In the hundreds of pages of exhibits filed by plaintiff, the court notes that the only agency correspondence is an April 1, 2010, letter from the Office for Civil Rights regarding plaintiff's request for reconsideration. (rec. doc. 41-4, pgs 37-40) Such document is not an agency determination, nor is it an EEOC charge of discrimination or right-to-sue notification.
While plaintiff's amended complaint seems to assert that he received right-to-sue notifications on September 16, 2009 (rec. doc. 27, pg 14), and April 28, 2010 ( Id., at pg 18) no copy of the notifications have been provided.
Accordingly,
IT IS ORDERED that plaintiff's notice/motion to file the waiver requests, rejection of the waiver of the service of the summons, exhibits, and proof of service in the above case . . . (rec. doc. 37) is GRANTED only to the extent that proofs of service for all defendants other than Decuir are deemed filed. The motion is DENIED in all other respects.

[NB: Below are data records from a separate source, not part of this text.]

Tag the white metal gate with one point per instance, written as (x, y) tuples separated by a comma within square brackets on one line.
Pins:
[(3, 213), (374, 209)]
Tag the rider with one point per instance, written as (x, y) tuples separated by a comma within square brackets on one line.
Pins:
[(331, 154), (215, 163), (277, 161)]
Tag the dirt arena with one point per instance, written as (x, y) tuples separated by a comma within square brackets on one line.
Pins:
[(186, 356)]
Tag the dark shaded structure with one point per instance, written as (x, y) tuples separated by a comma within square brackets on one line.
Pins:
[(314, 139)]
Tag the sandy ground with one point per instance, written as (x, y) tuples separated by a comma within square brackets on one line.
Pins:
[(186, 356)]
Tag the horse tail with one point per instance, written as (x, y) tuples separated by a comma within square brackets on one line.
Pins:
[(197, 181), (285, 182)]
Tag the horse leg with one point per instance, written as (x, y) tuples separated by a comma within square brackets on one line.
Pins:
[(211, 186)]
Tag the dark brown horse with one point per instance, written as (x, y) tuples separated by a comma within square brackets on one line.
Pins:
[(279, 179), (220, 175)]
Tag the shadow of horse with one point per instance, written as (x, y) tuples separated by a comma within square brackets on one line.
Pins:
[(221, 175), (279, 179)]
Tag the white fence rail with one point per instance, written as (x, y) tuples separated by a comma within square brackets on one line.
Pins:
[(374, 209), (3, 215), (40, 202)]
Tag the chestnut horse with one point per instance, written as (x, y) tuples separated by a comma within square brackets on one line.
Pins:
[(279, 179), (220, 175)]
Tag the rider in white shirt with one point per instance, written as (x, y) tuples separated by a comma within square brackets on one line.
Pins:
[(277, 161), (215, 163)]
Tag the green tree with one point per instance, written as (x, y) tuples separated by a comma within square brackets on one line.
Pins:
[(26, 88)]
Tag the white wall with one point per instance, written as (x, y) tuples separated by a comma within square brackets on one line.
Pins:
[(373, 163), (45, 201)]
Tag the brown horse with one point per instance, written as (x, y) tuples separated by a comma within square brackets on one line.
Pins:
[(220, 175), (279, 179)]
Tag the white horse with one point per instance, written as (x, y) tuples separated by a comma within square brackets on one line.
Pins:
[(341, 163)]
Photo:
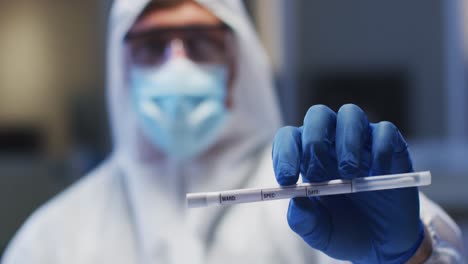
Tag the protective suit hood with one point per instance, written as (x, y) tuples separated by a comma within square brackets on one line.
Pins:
[(156, 184), (255, 114)]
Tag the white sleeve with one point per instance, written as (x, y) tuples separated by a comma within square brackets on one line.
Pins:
[(447, 245)]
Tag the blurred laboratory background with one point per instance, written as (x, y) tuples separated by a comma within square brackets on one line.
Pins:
[(402, 61)]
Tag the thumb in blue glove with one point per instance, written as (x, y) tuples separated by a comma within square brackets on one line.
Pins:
[(369, 227)]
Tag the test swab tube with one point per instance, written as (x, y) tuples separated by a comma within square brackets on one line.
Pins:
[(364, 184)]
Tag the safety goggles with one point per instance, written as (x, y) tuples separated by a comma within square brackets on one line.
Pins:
[(201, 44)]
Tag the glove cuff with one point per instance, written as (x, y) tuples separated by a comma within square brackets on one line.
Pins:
[(424, 251)]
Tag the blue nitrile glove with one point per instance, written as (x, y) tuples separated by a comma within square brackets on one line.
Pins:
[(367, 227)]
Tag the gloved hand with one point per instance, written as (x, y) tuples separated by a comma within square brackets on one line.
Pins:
[(367, 227)]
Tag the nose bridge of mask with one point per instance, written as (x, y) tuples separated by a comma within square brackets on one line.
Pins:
[(182, 77)]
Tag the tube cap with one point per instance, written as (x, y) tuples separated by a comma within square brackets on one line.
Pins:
[(195, 200)]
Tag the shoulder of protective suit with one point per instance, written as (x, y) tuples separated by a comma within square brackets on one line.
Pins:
[(72, 214)]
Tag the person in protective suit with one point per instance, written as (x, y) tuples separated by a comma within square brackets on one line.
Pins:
[(193, 109)]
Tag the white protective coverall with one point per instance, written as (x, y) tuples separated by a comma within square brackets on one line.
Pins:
[(131, 208)]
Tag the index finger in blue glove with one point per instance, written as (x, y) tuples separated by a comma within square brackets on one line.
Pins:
[(352, 135), (389, 150), (286, 154), (318, 149)]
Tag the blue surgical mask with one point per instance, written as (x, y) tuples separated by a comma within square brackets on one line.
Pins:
[(181, 105)]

IT IS FURTHER ORDERED that plaintiff's motion (rec. doc. 38), be and it is hereby GRANTED only to the extent that plaintiff is given an additional sixty (60) days from the date of this Order to effect service on Decuir. In all other respects, the motion is DENIED. IT IS FURTHER ORDERED that plaintiff's motion for 30 day extension in compliance with the court order of (sic) dated January 31, 2011 . . . (rec. doc. 40) is GRANTED only to the extent that,
1. Within forty-five (45) days of this order, plaintiff shall submit a copy of the actual Title VI administrative complaint submitted to the EEOC and/or the results of the funding agency's determination, and the Right-to-Sue notification on the same administrative complaint; and
2. Within forty (45) days of this order, plaintiff shall submit a copy of the actual EEOC charge relating to the Title VII claims of "false information in personnel file" and "disclosure of medical information to the public," and a copy of the Right-to sue notification on the same EEOC charge.
In all other respects, the motion is DENIED. IT IS FURTHER ORDERED that no further extensions of time will be granted with regard to the production of the requested documents, and failure to comply with this order regarding production of the EEOC documents shall result in a recommendation that plaintiff's Title VI and/or VII claims be dismissed.